In [1]:
import re
import nltk
import string
import numpy as np 
import pandas as pd
from nltk.corpus import stopwords
from nltk.stem import PorterStemmer
from nltk.tokenize import TweetTokenizer
from sklearn.naive_bayes import MultinomialNB
from sklearn.model_selection import StratifiedKFold
from sklearn.feature_extraction.text import CountVectorizer

nltk.download("stopwords")

[nltk_data] Downloading package stopwords to
[nltk_data]     C:\Users\kurti\AppData\Roaming\nltk_data...
[nltk_data]   Package stopwords is already up-to-date!


True

In [2]:
def process_tweet(tweet):
    """
    Process tweet function.
    Input:
        tweet: a string containing a tweet
    Returns:
        tweets_clean: a list of words containing the processed tweet

    *Taken from Coursera NLP Specialization Course 1, week 1 programming
    assignment*
    """
    stemmer = PorterStemmer()
    stopwords_english = stopwords.words('english')
    # remove stock market tickers like $GE
    tweet = re.sub(r'\$\w*', '', str(tweet))
    # remove old style retweet text "RT"
    tweet = re.sub(r'^RT[\s]+', '', str(tweet))
    # remove hyperlinks
    tweet = re.sub(r'https?:\/\/.*[\r\n]*', '', str(tweet))
    # remove hashtags
    # only removing the hash # sign from the word
    tweet = re.sub(r'#', '', str(tweet))
    # tokenize tweets
    tokenizer = TweetTokenizer(preserve_case=False, strip_handles=True,
                               reduce_len=True)
    tweet_tokens = tokenizer.tokenize(tweet)

    tweets_clean = []
    for word in tweet_tokens:
        if (word not in stopwords_english and  # remove stopwords
                word not in string.punctuation):  # remove punctuation
            # tweets_clean.append(word)
            stem_word = stemmer.stem(word)  # stemming word
            tweets_clean.append(stem_word)

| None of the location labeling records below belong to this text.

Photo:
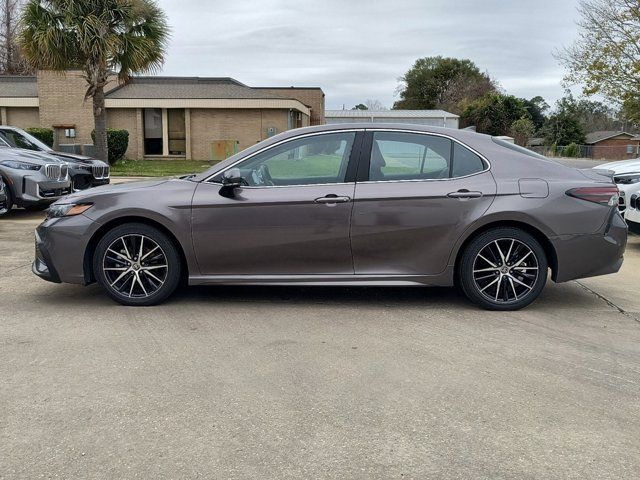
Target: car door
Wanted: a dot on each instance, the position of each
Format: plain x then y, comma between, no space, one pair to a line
416,194
292,217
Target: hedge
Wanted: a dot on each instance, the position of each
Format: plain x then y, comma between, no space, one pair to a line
45,135
117,143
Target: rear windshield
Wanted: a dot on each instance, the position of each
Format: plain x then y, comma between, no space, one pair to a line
517,148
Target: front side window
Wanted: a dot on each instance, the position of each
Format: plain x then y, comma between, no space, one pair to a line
318,159
409,156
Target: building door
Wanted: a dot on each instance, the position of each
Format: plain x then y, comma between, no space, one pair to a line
153,144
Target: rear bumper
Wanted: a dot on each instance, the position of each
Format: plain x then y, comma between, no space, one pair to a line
581,256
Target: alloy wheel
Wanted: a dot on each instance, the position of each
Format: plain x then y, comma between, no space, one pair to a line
505,270
135,266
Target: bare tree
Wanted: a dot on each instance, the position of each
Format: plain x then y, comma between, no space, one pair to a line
11,60
605,58
374,104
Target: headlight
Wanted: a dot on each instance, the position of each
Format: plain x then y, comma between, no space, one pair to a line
67,209
20,165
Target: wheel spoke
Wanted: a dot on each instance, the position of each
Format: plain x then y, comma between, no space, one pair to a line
124,274
500,265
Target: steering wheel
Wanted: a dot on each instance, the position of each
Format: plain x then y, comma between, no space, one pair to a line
263,174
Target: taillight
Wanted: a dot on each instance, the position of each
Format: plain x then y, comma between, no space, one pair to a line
603,195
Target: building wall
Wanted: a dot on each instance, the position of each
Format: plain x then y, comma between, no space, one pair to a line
62,102
23,117
247,127
311,97
615,149
127,119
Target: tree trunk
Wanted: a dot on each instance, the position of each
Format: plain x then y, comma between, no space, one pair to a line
100,120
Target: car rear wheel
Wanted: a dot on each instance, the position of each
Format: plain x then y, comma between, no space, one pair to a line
503,269
137,265
7,204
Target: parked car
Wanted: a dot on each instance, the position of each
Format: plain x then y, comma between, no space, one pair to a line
3,199
354,204
31,179
85,172
626,175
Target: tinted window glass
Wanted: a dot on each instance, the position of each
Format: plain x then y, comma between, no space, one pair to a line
310,160
409,156
465,162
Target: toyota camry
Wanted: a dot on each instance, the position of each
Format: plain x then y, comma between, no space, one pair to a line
358,204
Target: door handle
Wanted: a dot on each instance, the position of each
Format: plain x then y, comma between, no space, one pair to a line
331,198
464,193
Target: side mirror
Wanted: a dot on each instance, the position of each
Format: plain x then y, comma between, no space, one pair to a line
232,178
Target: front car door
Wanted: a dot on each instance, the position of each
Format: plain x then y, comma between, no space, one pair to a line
291,218
418,194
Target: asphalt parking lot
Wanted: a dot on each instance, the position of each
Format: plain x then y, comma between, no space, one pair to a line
250,382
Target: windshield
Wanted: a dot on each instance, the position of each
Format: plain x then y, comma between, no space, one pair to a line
21,139
518,148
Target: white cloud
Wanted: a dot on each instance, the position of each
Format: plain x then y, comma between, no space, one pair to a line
357,49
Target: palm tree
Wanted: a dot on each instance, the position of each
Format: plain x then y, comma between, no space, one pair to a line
100,37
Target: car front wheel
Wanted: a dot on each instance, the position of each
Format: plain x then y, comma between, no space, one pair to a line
137,265
503,269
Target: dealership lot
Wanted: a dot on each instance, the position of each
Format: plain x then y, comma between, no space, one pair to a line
234,382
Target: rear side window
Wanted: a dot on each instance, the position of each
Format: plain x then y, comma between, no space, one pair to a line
465,162
409,156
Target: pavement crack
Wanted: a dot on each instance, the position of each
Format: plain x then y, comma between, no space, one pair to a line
609,302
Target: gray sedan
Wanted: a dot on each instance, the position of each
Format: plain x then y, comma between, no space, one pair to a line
345,205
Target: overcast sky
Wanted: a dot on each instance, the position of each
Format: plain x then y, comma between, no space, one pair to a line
357,49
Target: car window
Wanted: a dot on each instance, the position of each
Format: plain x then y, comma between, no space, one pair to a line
310,160
465,162
16,140
409,156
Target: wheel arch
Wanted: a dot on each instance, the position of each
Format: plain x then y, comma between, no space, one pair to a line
535,232
89,276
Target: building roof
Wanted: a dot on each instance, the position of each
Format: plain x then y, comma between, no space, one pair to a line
389,114
18,87
186,87
595,137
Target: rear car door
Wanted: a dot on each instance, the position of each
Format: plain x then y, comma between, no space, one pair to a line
292,217
416,194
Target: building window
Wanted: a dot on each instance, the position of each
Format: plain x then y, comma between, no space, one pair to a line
153,144
177,131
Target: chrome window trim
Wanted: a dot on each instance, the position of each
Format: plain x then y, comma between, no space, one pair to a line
313,134
433,134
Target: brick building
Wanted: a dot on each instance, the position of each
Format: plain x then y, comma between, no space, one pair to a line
181,117
612,145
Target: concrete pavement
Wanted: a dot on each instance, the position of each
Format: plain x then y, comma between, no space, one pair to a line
247,382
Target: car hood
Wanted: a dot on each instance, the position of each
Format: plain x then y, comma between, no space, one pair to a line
81,159
30,156
89,195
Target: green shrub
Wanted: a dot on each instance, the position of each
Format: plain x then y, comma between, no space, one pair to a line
45,135
117,143
572,150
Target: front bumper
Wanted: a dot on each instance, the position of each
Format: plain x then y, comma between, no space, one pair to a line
60,244
37,189
602,253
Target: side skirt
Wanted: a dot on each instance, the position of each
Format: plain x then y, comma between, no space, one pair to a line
443,280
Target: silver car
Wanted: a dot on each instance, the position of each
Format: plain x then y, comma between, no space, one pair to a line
31,180
357,204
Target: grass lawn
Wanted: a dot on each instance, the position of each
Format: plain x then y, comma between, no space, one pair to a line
158,168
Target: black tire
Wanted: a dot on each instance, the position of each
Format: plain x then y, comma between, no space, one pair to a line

    return " ".join(tweets_clean)

In [3]:
# read train data
df = pd.read_csv("../inputs/train.csv")
# shuffle data
df = df.sample(frac=1, random_state=42).reset_index(drop=True)
# create new column "all_text"
df["all_text"] = df["text"] + df["keyword"].fillna("none") + df["location"].fillna("none")
# split into features and labels
X = df.drop(["text", "keyword", "location", "target"], axis=1)
y = df["target"]

# process tweets
X["all_text"] = X["all_text"].apply(process_tweet)
X.head(10)

Unnamed: 0,id,all_text
0,3796,new weapon caus un-imagin destruct destructionnon
1,3185,f @ing thing gishwh got soak delug go pad tamp...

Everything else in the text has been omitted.